Toleransi beragama yang tinggi sedari dulu telah ditunjukkan oleh umat beragama di Indonesia, baik yang Muslim, Kristiani maupun yang lainnya. Apabila satu pemeluk agama tertentu suatu ketika membangun tempat ibadah, tidak jarang kemudian dibantu oleh umat agama lain. Demikian halnya dalam pembangunan Mesjid Agung Istiqlal. Mesjid yang merupakan mesjid terbesar di Asia Tenggara pada masanya, dalam proses pembangunannya telah menyimpan satu sejarah toleransi beragama yang sangat tinggi. Disebutkan demikian, karena sang arsitek dari mesjid tersebut adalah seorang penganut Kristen Protestan yang taat. Friedrich Silaban yang oleh Bung Karno menjulukinya sebagai "by the grace of God" karena kemenangannya mengikuti sayembara desain Mesjid Istiqlal. Kebesaran jiwa dari umat Islam sangat jelas terlihat disini. Mereka mau menerima pemikiran atau desain tempat ibadah mereka dari seorang yang non muslim.

Mesjid yang diniatkan untuk melambangkan kejayaan dan kemerdekaan bangsa Indonesia.
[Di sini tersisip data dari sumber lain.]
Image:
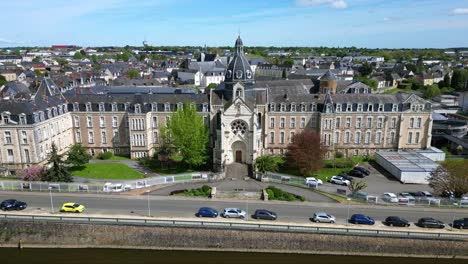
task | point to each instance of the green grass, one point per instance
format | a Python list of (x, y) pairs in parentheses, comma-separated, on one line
[(109, 171), (119, 158)]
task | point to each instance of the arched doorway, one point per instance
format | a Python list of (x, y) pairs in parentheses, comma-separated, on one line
[(239, 152)]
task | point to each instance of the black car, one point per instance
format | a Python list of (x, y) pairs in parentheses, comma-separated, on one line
[(363, 170), (357, 173), (460, 223), (12, 204), (430, 222), (264, 214), (346, 177), (396, 221)]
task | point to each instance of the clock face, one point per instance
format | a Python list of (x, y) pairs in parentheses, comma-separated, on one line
[(248, 73)]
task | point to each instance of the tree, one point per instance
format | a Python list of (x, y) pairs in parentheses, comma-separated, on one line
[(133, 74), (431, 91), (306, 153), (355, 186), (365, 69), (450, 176), (268, 163), (77, 155), (189, 135), (2, 80), (78, 56), (33, 173), (56, 172)]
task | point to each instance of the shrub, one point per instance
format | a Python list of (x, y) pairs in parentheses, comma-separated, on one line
[(105, 155)]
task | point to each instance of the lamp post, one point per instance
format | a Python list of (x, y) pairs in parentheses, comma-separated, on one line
[(51, 201), (347, 218), (149, 207)]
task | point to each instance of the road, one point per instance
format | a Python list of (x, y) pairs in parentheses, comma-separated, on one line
[(181, 207)]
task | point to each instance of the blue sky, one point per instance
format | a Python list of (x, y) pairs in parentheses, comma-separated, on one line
[(332, 23)]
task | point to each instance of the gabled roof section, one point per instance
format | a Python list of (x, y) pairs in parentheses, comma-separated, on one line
[(48, 88)]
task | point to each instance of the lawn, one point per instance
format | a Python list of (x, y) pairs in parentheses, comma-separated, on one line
[(119, 158), (111, 171)]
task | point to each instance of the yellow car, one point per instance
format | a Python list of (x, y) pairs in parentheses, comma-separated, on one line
[(72, 207)]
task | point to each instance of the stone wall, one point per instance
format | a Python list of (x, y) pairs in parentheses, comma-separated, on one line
[(86, 235)]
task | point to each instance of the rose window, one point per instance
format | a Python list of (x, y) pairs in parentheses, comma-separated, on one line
[(239, 127)]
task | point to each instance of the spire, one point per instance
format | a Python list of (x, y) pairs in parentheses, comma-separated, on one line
[(239, 46)]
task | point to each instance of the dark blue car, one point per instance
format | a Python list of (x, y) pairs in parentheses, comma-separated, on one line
[(361, 219), (206, 212)]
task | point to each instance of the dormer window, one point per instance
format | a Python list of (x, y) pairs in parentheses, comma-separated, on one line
[(272, 107), (313, 107), (22, 119), (381, 108), (359, 108), (101, 107), (338, 107)]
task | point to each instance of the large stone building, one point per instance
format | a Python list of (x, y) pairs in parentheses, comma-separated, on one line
[(246, 118)]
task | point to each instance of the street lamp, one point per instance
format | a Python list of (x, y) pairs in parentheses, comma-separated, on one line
[(149, 207), (51, 201), (347, 218)]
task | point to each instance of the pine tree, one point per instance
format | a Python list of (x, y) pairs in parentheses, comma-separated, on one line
[(56, 171)]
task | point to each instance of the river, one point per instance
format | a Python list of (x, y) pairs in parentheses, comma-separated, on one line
[(104, 256)]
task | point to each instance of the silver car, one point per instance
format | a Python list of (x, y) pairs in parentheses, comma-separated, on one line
[(233, 213), (322, 217)]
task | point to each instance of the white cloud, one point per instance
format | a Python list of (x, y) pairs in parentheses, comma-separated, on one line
[(332, 3), (460, 11)]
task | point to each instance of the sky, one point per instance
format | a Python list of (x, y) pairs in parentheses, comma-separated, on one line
[(312, 23)]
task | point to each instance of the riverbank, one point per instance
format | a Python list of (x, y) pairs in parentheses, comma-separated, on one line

Mesjid yang merupakan suatu bangunan monumental kebanggaan seluruh umat Islam di Indonesia, di desain dan wakil kepala proyek pembangunannya dijabat oleh seorang Kristiani. Dia menciptakan karya besar untuk saudaranya sebangsa yang beragama Islam, tanpa mengorbankan keyakinannya pada agama yang dianutnya. Ummat Islampun menunjukkan kebesaran jiwanya dan penghargaan kepada Friedrich Silaban dengan menyebut Qubah Mesjid Istiqlal sebagai "Si1aban Dom", atau Qubah Si1aban. Silaban dan kaum beragama di negeri ini mengukir sejarah, suatu sejarah yang lebih tinggi dari karya sebuah hasil seni atau teknologi. Sejarah kemanusiaan, kebersamaan, toleransi yang tidak akan terlupakan sampai kapanpun. Karenanya, keanekaragaman yang selama ini ada menjadi tonggak "bineka tunggal ika" yang kuat dalam menopang berdirinya bangsa Indonesia, mesti tetap dipertahankan. Pluralitas dan multikulturalitas bagi bangsa ini merupakan suatu keniscayaan; sesuatu yang memang harus ada dan tak terbantahkan.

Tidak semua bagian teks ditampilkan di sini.